Des discours très radicaux menacent un peu plus chaque jour le Burundi
Analyses

France 24, 09/11/2015

Burundi : "Pierre Nkurunziza s’enfonce dans une logique paranoïaque"

Le Conseil de sécurité de l’ONU se réunit lundi pour examiner la situation au Burundi, où près de 200 personnes sont mortes depuis fin avril. Pour Thierry Vircoulon, de l'International Crisis Group, cette crise pourrait s'enliser. Entretien.

Le Conseil de sécurité de l'ONU tient lundi 9 novembre une réunion d’urgence sur l’escalade des tensions au Burundi, où au moins 200 personnes sont mortes depuis le début de la crise fin avril. Certains membres du gouvernement burundais ont usé ces derniers jours dans leurs discours de termes à forte connotations ethniques faisant craindre une nouvelle guerre civile dans ce pays déchiré par un premier conflit qui a fait 300 000 morts entre 1993 et 2006.

Dans une virulente charge publique, le président rwandais Paul Kagamé a estimé que la situation au Burundi "rappelle un peu celle qui a prévalu" au Rwanda en 1994 lors du génocide. Des propos dénoncés par les autorités burundaises qui ont assuré qu'il n'y aurait ni "guerre" ni "génocide" au Burundi.

C'est la candidature du président Nkurunziza à un troisième mandat, contraire, selon les opposants burundais et Washington, à la Constitution et à l'accord d'Arusha ayant mis fin à la guerre civile, qui a plongé le Burundi dans cette crise politique. Explications avec Thierry Vircoulon, directeur du projet Afrique centrale à l’International Crisis Group.

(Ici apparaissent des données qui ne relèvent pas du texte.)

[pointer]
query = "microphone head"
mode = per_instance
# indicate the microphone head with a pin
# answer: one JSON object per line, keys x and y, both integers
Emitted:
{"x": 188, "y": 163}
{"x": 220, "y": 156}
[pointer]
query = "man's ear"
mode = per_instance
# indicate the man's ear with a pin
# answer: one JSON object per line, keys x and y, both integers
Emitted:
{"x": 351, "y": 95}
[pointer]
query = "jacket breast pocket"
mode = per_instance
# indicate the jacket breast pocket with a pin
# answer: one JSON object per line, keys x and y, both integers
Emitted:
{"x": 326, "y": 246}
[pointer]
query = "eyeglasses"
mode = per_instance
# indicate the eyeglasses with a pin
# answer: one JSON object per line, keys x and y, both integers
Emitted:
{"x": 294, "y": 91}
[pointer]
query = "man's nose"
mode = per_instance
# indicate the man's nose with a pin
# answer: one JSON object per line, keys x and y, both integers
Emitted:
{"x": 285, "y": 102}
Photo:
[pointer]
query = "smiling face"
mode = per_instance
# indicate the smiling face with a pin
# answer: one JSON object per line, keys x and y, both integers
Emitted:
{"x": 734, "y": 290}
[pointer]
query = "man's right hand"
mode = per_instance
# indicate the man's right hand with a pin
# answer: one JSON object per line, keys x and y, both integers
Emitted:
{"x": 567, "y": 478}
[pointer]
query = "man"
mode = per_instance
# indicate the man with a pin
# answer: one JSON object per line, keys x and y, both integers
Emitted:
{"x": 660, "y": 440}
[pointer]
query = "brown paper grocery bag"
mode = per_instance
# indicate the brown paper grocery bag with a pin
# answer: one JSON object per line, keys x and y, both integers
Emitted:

France 24 : La crise au Burundi n’est-elle que politique ? Y a-t-il également des tensions d’ordre ethnique ?

Thierry Vircoulon : Il n’y a pas de tensions d’ordre ethnique. Par contre le discours de personnes au pouvoir du CNDD-FDD [le parti de Pierre Nkurunziza] est malheureusement parfois à connotation ethnique. Pour l’instant, la population n’est pas tombée dans le piège et c’est une bonne chose. La mayonnaise ethnique n’a pas pris au sein de la population. Toutefois, ces discours très radicaux menacent un peu plus chaque jour le Burundi.

La crise menace-t-elle de devenir régionale ?

Il y a déjà une dimension régionale à cette crise. Près de 200 000 Burundais ont quitté leur pays en huit mois et se trouvent au Rwanda ou en Tanzanie. Il y a aussi le fait que l’opposition a été forcée de s’enfuir vers des pays de la région et s’organise à partir de là. Cela provoque des tensions puisque le gouvernement burundais a d’ailleurs accusé le Rwanda d’aider son opposition.

Reste-t-il un espoir de sortie de crise négociée ?

En principe, il reste toujours un espoir, mais on ne semble pas prendre le chemin d’une sortie de crise. Au contraire, j’ai l’impression que le pouvoir est très obstiné, et que Nkurunziza s’enfonce dans une logique paranoïaque. Je vois mal comment il pourrait en sortir.

Quel peut être le rôle des Nations Unies ?

L’ONU avait envoyé un médiateur lors de la crise électorale mais qui n’avait pas pu renouer le dialogue entre le pouvoir et l’opposition. Il faut désormais que les Nations unies aient un langage très ferme envers le gouvernement burundais et appuient les efforts de médiation venant du président ougandais ou de l’Union africaine.